Well, things do indeed have a strange habit of coming around again, so now the government has an important decision to make – forge ahead with their not exactly popular platform of spending billions as though it were spare change at the fairground arcade and ignore this united conservative lot, or instead act like the opposition party they remain at heart and attempt to tar and feather the UCP bunch as some type of knuckle-dragging throwbacks from the Neanderthal era.
My guess would be the second option.
That in turn will lead us to a rather strange situation where the opposition will play coy in coming up with policy knowing doing so hands the current government a stick with which to beat them. Strategically, as one of the front-runners for the UCP top job, Jason Kenney, has already sussed, it’s better to delay cementing policy and instead let the NDP government slowly sink in the deficit sea it’s floundering in. Hey, it’s working so far – a huge lead in the polls for a party with neither leader nor platform.
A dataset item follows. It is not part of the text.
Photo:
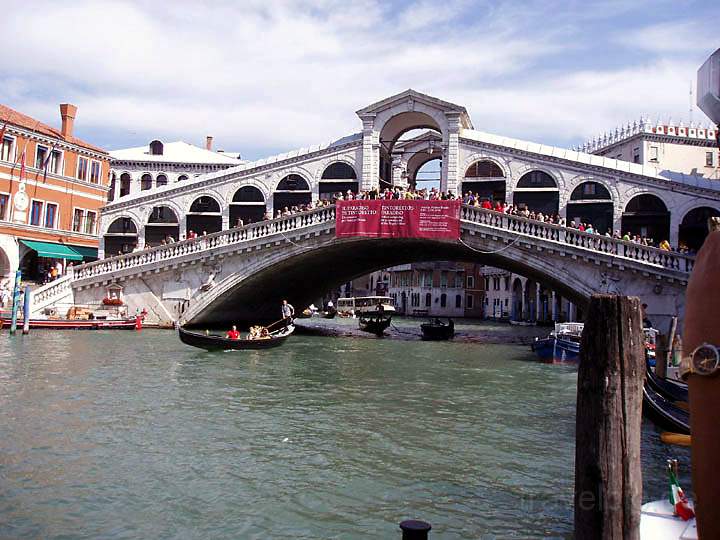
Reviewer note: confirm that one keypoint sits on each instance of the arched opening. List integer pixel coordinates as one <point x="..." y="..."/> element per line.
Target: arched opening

Keeping right on to the end of that road will lead to the Premier’s office.
Sorry but that’s simply not good enough. We need and deserve better than political strategy games, no matter how successful they are likely to be.
So let’s strip aside party affiliations and instead look at our province’s financial balance sheet. Simply believing that dumping the NDP would in and of itself miraculously balance the annual budget is simplistic.
We’re spending almost $11,000,000,000 a year more than we bring in. Reversing such a shortfall will take a monumental and well-crafted effort.
Vital, long-term questions face our province, ones that override partisan politics and the desire for power. We’ve been living higher on the hog for many years because of oil and gas under our feet. That’s why we’ve lower taxes and higher public spending than the rest of this country.
So are we going to tax more or cut spending by 20 per cent, which would cause a world of hurt in many areas, or are we just going to keep borrowing mammoth amounts while praying for $120 barrel oil, just like Rachel Notley and her treasurer buddy Joe Ceci?
We deserve to see a plan from those wishing to lead this new conservative party, even if that hands political ammo to the current government.
Chris Nelson is a long-time journalist. His columns on Alberta politics run monthly in the St. Albert Gazette.